For those on campus: to you who have competed, and to those who have coached you, belong first and foremost those efforts and those accomplishments. Others (as I do) may wish you well and cheer you on, but these achievements are yours, enduringly and incorruptibly.

Not long ago, UW-Whitewater produced a supposed assessment of the economic value to the community of the university’s athletic programs. (See, from 11.18.15, It’s not much of a study, really, and its problem is not in the method (although that hardly seems strong), but in the very concept the report advances. (Conceptual failure is a deeper failing than method, by far.)

The brief summary, described as a report, isn’t written like a report at all – it’s written with an introduction that’s more press release than anything else:

With more than 550 participating athletes and fourteen national championships in the last ten years, the University of Wisconsin-Whitewater is a pinnacle of NCAA Division collegiate athletics. These athletic events bring an average of 54,910 people to the area every year, which has a profound economic impact on the immediate area….

So what’s wrong with the report? Conceptually, it’s flawed, even on its own terms: the economic value of athletic programs to the community is what the programs bring into Whitewater absent their presence. That is, the economic value is their incremental addition to the community.

This study fallaciously assumes that absent the presence of these programs, there would be no alternative economic activity to replace the programs under consideration. Economic activity is not a choice merely between a given impact from athletics and, let’s say, the alternative of no activity (as in, for example, a community afflicted with catatonia).

Understand what I’m saying: I support these programs, but this report fails to determine the right number for their value to the community. It’s just a flimsy analysis.

Since the study comes from a university, that’s a troubling thing.

The report was, however, certainly convenient, as it allowed UW-Whitewater’s Media Relations director Sara Kuhl to cite the study in reply to a Gannett Media investigative report on how UW-Whitewater has been giving out championship rings to non-athletes and non-coaches. See, from Gannett, UW school pays $112,000 for sports rings @ USA Today Network – Wisconsin.  For my own assessment of this – that rings are deserved for athletes and coaches, but not administrators, etc. – see, At UW-Whitewater, Far More Championship Rings Than Actual Athletes & Coaches.


(There is something, however, that this report does prove, conclusively, I think.  This report proves that there are versions of fishing lures that work on humans.  Just as fish will bite on any shiny thing that comes along, so both the Daily Union and Banner bit on Ms. Kuhl’s press release without question or reflection.

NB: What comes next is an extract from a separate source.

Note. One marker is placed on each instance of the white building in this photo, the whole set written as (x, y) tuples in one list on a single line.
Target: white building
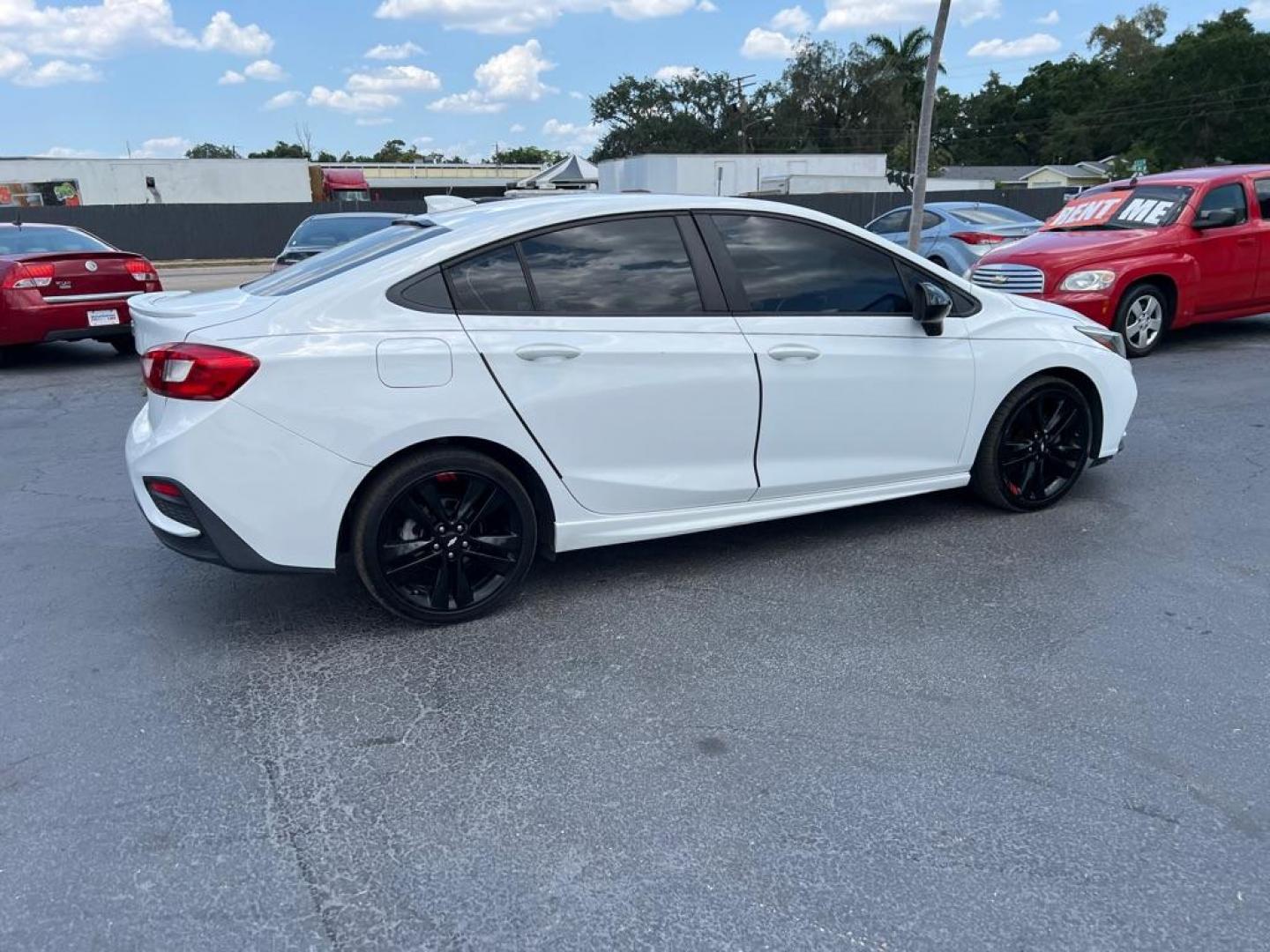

For the Banner, this was actually a top story of the year.  Next up, one guesses: Whitewater Cow Jumps Over the Moon, Innovation Center Patents Leaches as Medical Cure, and Cloning the Same Resident Fifteen-Thousand Times Will Fix Everything.)

For athletes and coaches: you don’t need this flimsy study to prove your worth to our community.  In your honest efforts on the court and on the field – win or lose – you already prove that worth, every single day.